Sidonie se mit à rire.

– Ah ! mais non, par exemple. J’ai dit oui, pour qu’il aille m’attendre à la gare. Voilà tout. C’est bien le moins que je lui donne un quart d’heure d’angoisse. Il m’a rendue assez malheureuse depuis un mois. Pense que j’ai changé toute ma vie pour ce monsieur. J’ai dû renoncer à recevoir, fermer ma porte à mes amis, à tout ce que je connais de jeune et d’aimable, à commencer par Georges et à finir par toi. Car tu sais, ma chérie, tu lui déplaisais toi aussi, et il aurait voulu te renvoyer comme les autres.

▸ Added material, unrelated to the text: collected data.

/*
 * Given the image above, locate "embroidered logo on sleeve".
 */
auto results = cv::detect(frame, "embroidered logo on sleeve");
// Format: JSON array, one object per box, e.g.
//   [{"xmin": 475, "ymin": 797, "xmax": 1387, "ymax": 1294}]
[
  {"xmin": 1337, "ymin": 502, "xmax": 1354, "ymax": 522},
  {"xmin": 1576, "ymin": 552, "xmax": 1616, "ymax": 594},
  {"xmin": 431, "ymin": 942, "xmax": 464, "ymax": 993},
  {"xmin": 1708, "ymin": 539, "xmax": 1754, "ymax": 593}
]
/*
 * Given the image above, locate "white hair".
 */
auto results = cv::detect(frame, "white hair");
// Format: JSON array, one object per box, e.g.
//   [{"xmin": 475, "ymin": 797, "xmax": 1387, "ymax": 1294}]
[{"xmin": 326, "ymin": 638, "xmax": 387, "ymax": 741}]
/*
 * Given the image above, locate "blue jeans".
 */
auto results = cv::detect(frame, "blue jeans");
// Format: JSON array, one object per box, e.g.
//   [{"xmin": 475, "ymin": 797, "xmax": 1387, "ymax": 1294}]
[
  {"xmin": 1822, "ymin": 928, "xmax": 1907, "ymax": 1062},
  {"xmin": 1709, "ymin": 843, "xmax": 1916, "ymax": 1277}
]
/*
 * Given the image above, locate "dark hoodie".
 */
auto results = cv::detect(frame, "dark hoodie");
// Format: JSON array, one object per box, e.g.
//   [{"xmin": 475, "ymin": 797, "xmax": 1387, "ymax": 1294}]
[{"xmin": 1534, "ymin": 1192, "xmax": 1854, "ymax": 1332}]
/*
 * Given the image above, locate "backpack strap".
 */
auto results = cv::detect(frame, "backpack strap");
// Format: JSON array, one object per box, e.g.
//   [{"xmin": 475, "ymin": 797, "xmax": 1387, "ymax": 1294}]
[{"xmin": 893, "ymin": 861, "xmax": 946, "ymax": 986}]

Ce que Sidonie ne disait pas, et sa raison la plus forte d’en vouloir à Frantz, c’est qu’il lui avait fait très peur en la menaçant de son mari. À partir de ce moment, elle s’était sentie toute mal à son aise, et sa vie, sa chère vie qu’elle choyait tant, lui avait semblé sérieusement exposée. Ces hommes trop blonds et froids d’aspect, comme Risler, ont des colères terribles, des colères blanches dont on ne peut calculer les résultats, comme ces poudres explosibles sans couleur ni saveur, que l’on craint d’employer parce qu’on n’en connaît pas la puissance. Positivement l’idée qu’un jour ou l’autre son mari pouvait être prévenu de sa conduite l’épouvantait.